High sensitivity and low noise of superconducting quantum interference devices make them ideal for reading the minute changes in resistance of a transition-edge sensor, which occurs when it absorbs energy or power. A series of first-order gradient, cross-coupling octagonal SQUIDs specifically tailored for use in TES were developed and fabricated for the advantage of lower parasitic capacitance compared with the overlap-coupling ones. It is obtained that a lower screening parameter and increased shunt resistance per junction lead to a higher flux-to-voltage transfer coefficient.

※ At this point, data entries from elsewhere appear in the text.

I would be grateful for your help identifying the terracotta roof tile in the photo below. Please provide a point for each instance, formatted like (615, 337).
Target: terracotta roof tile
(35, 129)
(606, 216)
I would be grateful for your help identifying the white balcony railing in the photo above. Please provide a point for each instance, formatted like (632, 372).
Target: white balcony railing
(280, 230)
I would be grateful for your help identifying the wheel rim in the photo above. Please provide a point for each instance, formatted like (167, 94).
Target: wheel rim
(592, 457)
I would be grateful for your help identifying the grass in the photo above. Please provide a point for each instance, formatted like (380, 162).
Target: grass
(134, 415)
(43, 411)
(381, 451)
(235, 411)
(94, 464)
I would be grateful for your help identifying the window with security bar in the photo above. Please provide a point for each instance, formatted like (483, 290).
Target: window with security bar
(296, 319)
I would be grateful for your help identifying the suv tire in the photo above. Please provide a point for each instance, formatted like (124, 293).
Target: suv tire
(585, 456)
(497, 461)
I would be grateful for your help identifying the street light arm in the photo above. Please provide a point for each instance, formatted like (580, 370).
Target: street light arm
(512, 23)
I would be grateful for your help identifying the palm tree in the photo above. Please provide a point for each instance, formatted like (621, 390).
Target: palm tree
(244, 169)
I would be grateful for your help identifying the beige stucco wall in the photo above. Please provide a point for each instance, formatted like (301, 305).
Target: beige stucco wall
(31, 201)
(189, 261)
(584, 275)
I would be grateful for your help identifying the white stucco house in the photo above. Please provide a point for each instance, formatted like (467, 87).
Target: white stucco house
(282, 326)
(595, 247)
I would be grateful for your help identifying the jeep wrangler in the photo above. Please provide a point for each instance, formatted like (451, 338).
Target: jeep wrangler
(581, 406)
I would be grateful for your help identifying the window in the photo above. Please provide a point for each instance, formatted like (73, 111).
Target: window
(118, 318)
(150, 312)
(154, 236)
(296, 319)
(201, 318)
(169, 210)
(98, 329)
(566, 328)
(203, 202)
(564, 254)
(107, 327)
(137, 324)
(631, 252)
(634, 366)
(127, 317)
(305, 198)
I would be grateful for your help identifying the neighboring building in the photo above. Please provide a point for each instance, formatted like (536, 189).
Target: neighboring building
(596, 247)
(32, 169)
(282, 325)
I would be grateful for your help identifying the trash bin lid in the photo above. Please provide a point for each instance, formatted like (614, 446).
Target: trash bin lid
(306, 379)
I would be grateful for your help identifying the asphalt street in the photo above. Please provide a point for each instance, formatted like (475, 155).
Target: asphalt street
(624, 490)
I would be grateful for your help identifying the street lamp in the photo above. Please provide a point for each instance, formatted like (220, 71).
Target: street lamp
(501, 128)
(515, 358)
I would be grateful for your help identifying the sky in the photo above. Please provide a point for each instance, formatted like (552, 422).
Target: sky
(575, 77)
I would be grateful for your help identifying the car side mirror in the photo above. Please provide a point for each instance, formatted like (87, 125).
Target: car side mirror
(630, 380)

This enhancement significantly boosts detection sensitivity and effectively minimizes noise contributions from electronics operating at room temperature. The low-temperature measurement results of the sample with an input coil of 3.5 turns indicate that a small device current white noise of 4.8 pA/√Hz, a device flux white noise of 1.1 μΦ₀/√Hz, and an optimal flux-to-voltage transfer coefficient of 338.2 μV/Φ₀ are achieved. The bandwidth of a SQUID current sensor with a smaller inductance of the input coil and a larger shunt resistance exceeds 10 MHz. SQUID current sensors, featuring octagonal structures with the first-order gradient cross-coupling, exhibit low flux noise, low current noise, and a high flux-to-voltage transfer coefficient, which can satisfy the requirements of TES applications.